So entscheiden sich Schicksalswege, und aus all den kleinen Einzelschicksalen wird Wirklichkeit gewoben, und Geschichte... Alexander Käfer erlebt in dieser kleinen Szene hautnah etwas mitten aus dem mentalisierungsbasierten Therapiekonzept. Er gerät nämlich in eine emotionale hochaufgeladene Verfassung, die ihn erschüttert. Ob er mentalisieren will oder nicht (wenn er sich diese Frage denn überhaupt stellt) ist völlig egal – es geht nicht. Er kann nur noch aus der Situation aussteigen und gräbt sich dazu in den Boden ein, was eine ganz normale Käferreaktion auf emotionale Erschütterungen dieser Art ist. Menschen tun dies seltener, sie müssen andere Wege finden, aus dieser zu erregten Konstellation auszusteigen. Sie stellen bestimmte Hirnareale ab, gehen mit einzelnen Hirnarealen bezüglich der Umwelt „offline“, und zwar bevorzugt bei solchen, mit denen sonst kommuniziert, Realität geprüft und nachgedacht wird.

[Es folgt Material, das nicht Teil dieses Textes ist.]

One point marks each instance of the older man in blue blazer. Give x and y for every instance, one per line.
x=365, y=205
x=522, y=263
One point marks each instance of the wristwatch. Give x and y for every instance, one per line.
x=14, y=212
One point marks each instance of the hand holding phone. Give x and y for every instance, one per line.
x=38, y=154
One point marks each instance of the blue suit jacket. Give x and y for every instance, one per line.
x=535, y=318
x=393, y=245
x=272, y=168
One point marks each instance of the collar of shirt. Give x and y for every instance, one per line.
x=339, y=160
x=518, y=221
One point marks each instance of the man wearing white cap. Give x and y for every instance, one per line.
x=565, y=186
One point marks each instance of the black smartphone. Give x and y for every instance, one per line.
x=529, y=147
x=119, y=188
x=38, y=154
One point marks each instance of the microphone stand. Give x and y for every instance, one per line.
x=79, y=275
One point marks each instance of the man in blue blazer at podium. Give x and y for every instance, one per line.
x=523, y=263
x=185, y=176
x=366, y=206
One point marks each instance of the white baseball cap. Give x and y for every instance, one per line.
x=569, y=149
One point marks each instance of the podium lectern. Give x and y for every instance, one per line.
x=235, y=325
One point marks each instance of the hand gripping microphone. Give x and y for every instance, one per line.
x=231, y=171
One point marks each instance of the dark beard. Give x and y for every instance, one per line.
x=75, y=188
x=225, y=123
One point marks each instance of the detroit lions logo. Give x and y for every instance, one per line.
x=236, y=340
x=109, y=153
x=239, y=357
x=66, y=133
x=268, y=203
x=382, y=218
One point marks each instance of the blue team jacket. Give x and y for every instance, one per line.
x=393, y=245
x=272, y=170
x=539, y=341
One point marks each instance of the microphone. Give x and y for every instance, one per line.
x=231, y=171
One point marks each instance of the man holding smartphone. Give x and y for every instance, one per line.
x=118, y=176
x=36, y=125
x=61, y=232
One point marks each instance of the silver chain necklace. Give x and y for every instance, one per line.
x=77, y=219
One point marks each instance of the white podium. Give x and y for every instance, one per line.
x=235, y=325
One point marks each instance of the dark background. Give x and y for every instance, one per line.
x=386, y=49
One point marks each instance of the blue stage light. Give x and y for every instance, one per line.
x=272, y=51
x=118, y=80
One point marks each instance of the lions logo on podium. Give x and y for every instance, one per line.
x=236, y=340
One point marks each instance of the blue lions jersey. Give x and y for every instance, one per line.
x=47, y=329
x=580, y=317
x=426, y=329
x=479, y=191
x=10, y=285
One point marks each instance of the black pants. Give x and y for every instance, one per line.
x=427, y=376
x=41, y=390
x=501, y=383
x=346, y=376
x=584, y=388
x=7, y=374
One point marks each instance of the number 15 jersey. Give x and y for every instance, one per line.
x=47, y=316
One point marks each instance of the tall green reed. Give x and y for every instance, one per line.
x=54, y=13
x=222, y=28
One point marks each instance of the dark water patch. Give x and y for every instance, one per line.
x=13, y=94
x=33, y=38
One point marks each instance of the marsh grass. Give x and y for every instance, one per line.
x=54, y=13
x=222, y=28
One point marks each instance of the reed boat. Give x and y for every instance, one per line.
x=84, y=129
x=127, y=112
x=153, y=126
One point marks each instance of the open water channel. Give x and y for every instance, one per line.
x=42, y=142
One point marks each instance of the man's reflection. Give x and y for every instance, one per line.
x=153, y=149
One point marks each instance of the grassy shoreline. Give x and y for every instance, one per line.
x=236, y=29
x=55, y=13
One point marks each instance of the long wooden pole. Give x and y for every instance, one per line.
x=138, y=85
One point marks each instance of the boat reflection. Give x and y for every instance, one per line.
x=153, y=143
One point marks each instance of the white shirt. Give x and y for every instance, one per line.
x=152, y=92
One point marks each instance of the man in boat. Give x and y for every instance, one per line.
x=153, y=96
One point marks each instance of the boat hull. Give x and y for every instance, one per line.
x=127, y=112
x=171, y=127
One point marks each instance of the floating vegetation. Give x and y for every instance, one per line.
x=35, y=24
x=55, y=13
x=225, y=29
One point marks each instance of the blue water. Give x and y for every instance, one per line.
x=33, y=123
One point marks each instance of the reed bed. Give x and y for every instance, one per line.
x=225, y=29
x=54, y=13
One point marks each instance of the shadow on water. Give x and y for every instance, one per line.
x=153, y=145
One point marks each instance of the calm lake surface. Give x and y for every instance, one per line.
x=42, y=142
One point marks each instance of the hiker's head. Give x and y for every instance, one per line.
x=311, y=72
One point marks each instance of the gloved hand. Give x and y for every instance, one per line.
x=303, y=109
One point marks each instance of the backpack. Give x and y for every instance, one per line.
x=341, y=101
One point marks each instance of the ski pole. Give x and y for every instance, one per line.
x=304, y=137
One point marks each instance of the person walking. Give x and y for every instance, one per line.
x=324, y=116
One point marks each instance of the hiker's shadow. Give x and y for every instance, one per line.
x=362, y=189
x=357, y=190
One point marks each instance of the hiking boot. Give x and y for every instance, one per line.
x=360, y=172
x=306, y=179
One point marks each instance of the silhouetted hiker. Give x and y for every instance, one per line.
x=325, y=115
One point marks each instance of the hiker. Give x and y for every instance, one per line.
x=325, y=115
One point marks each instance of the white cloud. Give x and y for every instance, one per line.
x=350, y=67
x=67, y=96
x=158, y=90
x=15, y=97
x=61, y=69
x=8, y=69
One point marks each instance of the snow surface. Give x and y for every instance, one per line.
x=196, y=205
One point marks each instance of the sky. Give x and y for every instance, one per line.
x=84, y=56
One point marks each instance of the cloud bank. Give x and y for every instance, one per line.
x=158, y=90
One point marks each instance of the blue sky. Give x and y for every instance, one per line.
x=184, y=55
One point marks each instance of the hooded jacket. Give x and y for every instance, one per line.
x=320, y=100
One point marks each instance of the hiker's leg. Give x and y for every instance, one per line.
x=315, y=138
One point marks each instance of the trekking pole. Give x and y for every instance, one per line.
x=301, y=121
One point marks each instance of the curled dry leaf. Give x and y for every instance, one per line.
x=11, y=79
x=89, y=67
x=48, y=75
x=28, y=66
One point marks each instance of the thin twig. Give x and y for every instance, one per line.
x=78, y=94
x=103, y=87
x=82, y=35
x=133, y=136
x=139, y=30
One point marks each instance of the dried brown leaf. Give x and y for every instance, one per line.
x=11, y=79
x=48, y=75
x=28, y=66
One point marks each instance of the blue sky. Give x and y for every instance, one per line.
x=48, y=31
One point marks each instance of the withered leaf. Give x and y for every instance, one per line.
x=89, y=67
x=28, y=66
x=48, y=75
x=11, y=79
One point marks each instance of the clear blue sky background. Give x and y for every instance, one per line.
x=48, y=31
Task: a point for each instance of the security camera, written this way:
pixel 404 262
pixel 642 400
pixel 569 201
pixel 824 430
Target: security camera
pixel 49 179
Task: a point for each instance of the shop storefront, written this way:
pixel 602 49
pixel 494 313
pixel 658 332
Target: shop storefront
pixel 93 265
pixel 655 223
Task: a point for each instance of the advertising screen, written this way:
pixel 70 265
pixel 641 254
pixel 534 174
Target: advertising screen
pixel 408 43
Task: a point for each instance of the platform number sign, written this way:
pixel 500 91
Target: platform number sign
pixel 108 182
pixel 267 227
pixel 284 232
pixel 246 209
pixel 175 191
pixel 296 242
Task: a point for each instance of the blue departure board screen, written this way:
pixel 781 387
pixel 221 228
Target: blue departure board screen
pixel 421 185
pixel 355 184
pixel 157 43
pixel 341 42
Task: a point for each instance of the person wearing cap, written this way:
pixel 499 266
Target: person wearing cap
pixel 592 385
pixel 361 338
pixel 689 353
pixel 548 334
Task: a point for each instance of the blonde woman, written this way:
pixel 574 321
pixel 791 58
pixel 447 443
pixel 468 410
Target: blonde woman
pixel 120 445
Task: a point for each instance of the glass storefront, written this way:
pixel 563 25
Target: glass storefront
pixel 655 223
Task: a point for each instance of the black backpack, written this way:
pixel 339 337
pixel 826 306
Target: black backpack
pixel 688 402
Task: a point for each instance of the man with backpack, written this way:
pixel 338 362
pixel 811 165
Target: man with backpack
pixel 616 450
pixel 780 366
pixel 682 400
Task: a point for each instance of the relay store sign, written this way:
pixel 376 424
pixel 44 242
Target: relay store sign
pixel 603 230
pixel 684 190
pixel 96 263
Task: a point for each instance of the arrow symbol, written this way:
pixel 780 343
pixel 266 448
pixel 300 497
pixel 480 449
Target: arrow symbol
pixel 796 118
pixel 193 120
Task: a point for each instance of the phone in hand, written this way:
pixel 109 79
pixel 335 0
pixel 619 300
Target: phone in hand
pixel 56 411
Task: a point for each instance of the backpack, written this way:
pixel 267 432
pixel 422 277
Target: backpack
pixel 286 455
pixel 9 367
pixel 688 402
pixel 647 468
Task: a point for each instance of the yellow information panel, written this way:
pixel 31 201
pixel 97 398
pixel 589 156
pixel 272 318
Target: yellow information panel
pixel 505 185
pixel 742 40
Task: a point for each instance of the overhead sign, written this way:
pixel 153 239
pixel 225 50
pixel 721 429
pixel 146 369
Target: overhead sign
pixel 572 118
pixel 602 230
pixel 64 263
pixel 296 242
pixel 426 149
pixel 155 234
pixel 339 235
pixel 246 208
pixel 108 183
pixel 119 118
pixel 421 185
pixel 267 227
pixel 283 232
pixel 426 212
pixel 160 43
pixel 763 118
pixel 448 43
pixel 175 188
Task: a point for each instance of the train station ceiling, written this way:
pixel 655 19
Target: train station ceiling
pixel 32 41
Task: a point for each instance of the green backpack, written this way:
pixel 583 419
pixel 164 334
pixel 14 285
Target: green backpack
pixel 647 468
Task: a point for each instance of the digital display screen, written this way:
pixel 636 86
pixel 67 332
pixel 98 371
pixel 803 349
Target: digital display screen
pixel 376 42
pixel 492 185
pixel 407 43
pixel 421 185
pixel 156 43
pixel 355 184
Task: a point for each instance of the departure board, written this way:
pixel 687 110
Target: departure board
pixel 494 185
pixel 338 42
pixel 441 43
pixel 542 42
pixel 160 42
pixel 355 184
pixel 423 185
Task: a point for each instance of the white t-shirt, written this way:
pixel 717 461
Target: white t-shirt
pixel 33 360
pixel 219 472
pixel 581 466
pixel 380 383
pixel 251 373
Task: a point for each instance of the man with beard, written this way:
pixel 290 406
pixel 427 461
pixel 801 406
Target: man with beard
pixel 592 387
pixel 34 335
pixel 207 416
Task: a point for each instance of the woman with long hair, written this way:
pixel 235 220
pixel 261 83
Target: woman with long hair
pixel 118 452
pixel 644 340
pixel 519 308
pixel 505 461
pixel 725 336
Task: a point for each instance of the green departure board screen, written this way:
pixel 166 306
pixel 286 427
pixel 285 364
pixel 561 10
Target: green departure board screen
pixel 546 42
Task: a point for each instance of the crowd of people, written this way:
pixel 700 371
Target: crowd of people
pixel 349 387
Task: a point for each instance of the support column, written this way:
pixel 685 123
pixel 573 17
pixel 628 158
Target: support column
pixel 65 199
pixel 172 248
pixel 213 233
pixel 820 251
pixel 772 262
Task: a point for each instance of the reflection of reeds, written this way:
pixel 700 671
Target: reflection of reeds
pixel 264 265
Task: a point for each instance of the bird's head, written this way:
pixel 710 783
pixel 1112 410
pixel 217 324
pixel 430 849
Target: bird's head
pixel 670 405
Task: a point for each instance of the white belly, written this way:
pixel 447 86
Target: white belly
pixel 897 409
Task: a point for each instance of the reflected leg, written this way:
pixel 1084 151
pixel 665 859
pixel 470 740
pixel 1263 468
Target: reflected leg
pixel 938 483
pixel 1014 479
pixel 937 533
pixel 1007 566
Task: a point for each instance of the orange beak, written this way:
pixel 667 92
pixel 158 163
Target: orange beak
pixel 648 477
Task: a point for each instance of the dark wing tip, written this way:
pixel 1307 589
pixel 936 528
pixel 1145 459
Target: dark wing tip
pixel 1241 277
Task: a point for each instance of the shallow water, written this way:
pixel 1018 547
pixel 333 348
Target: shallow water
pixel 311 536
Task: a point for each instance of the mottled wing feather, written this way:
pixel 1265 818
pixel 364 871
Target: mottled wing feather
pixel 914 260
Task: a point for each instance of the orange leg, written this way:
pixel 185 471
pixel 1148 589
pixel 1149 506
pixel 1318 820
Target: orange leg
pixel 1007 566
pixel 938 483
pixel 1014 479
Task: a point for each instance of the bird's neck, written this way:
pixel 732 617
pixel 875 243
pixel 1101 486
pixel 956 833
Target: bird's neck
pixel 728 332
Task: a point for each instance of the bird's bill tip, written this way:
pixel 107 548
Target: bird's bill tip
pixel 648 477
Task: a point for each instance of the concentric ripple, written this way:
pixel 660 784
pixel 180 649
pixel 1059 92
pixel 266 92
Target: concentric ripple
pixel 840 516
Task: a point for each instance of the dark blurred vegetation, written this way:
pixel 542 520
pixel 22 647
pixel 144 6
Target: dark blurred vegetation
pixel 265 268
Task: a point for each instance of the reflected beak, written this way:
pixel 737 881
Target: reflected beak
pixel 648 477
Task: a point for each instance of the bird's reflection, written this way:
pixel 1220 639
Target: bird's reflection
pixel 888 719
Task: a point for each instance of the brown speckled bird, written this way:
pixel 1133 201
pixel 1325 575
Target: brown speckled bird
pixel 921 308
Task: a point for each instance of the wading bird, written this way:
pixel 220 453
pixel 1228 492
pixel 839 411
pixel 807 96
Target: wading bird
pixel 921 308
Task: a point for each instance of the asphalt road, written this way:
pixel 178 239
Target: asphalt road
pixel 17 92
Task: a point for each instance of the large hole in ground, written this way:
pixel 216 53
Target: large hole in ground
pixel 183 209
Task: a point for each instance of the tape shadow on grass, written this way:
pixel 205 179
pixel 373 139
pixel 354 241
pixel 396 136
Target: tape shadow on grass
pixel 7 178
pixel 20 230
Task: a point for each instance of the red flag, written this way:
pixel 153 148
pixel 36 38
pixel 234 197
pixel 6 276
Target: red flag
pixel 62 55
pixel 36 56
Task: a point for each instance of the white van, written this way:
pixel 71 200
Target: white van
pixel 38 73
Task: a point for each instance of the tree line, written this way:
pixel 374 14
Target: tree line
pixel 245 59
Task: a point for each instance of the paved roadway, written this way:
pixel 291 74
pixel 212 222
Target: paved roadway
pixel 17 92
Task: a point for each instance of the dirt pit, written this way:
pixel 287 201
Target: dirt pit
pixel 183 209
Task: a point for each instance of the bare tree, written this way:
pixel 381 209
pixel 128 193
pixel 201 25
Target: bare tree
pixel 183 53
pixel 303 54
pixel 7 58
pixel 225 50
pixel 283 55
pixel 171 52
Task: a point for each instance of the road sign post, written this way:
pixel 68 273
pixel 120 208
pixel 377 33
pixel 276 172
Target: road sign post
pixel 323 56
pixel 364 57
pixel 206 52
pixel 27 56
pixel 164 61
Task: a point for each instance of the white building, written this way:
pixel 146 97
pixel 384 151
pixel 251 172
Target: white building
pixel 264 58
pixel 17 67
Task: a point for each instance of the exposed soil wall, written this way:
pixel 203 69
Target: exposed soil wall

Diese Bereiche im präfrontalen Kortex (der vorderen grauen Hirnrinde) werden ausgeschaltet, und andere Bereiche regeln das Weitere in internen Kreisbahnen innerhalb des Gehirns, die nicht mehr mit der umgebenden Realität rückgekoppelt werden: das Verhalten kann dann hysterisch wirken, bizarr und unsinnig oder schlicht unverständlich. Darüber kann man sich in dem Augenblick genauso wenig verständigen wie mit Alexander Käfer, wenn er kopfüber im Boden verschwunden ist (weg ist weg, ob körperlich oder mental). Dann muss man eine Zeitlang in diesem stand-by-Zustand bleiben (bei Alexander Käfer waren es zwei ganze Tage), ehe das Leben weitergehen kann.

Mentalisieren ist das Zuordnen von Bedeutungen zu emotionalen Wahrnehmungen bei mir und anderen, und es kann als eine Art Puffer genutzt werden, wenn mir Dinge zu nahe kommen und mich zu sehr aufregen. Alexander Käfer wäre es besser bekommen, wenn er über das „Pssst“ hätte sprechen können, um nicht zu sehr aufgepeitscht zu werden. So bleibt ihm nur, aus der Realität der Expotition auszusteigen und mit seiner Tante ein geruhsames Leben zu leben (was nicht heißt, dass dies nicht vielleicht der angemessenste Weg war, aus den verschiedenen Optionen für sein Käferleben eine angenehme, realisierbare und erträgliche auszuwählen). Alexander entscheidet sich aber auch, an der Entdeckung des Pohls nicht teilzuhaben, und bleibt sozusagen vor der Entdeckung der Pohlarität menschlichen Empfindens (die uns später noch beschäftigen wird) stecken. Nun gut: man kann nicht alles haben. Wir sehen: Mentalisieren oder nicht - das ist keine Frage von Pu oder nicht Pu, von Käfer oder nicht, sondern vor der Alternative stehen alle ununterbrochen, und wir bilden da keine Ausnahme...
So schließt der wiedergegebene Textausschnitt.